Credito/ Draghi: la crisi non mette in dubbio il successo dell’euro, la sfida per la Bce sarà gestire exit strategy
La sfida che attende nei mesi e negli anni venturi la Banca centrale europea è legata all’uscita dalla fase attuale, avviando una exit strategy che ponga fine alle misure non standard sulla liquidità. Lo ha ribadito oggi Mario Draghi rispondendo alle domande emerse nel corso della sua prima audizione al parlamento europeo nelle vesti di futuro presidente di Eurotower. 
Foto LaPresse
“Abbiamo evitato il crollo del sistema finanziario e garantito la stabilità dei prezzi” ha aggiunto il prossimo successore di Jean-Claude Trichet, secondo cui ora Eurotower “deve progressivamente far rientrare le misure straordinarie di sostegno alla liquidità” se vuol conservare la credibilità conquistata (e “non scontata”) proprio durante la crisi finanziaria 2008-2009.
Quanto alla crisi del debito, Draghi non ha dubbi: meglio evitare la ristrutturazione del debito sovrano (ossia, di fatto, accettare un “default pilotato”), visto che “i costi sarebbero più alti dei benefici, ci sarebbe un aumento del deficit primario” (della Grecia) e poiché le banche europee “sono tra i possessori di titoli di stato si dovrebbe ricapitalizzarle”. “Tra l’altro - ha aggiunto il banchiere centrale italiano - vorrei ricordare che mentre abbiamo imparato, ma non del tutto, a gestire il fallimento di una banca, non sappiamo niente su cosa accadrebbe con un default di un paese sovrano”.
Come uscire allora da una crisi globale che, come ammette Draghi, “ha accentuato i rischi e le debolezze” delle istituzioni del vecchio continente? “Senza scorciatoie”, regolando la politica monetaria “in maniera preventiva per ancorare la stabilità dei prezzi” ed evitando “un altro caso Lehman” che invece sembra essere un’ipotesi che farebbe felici “molti operatori sul mercato, che sarebbero ben lieti di sfruttare la situazione di casi di default mal gestiti”.

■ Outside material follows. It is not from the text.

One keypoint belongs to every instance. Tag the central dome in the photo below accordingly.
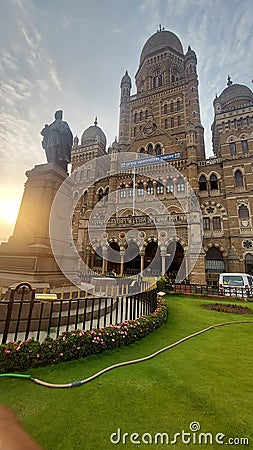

Ogni paese deve dunque fare la sua parte, gestendo la crisi a partire dalle politiche nazionali e ricordando che il sostegno europeo “non è senza condizioni”. Un’affermazione che sembra fatta apposta per calmare i timori tedeschi e rassicurare i mercati sul fatto che la transizione dall’attuale numero uno di Eurotower al suo successore non aprirà appunto alcuno spazio alla speculazione, a partire da quella sull’euro. Euro ed unione monetaria europea che Draghi ribadisce essere stati “un successo” che “neanche la crisi può mettere in discussione”.
“L’euro funziona nonostante la crisi finanziaria e l’aumento del prezzo del petrolio” ha concluso Draghi, ricordando come “senza l’unione monetaria non sarebbe stata possibile una rapida risposta alla crisi”. Speculatori e profeti di sventura sono serviti.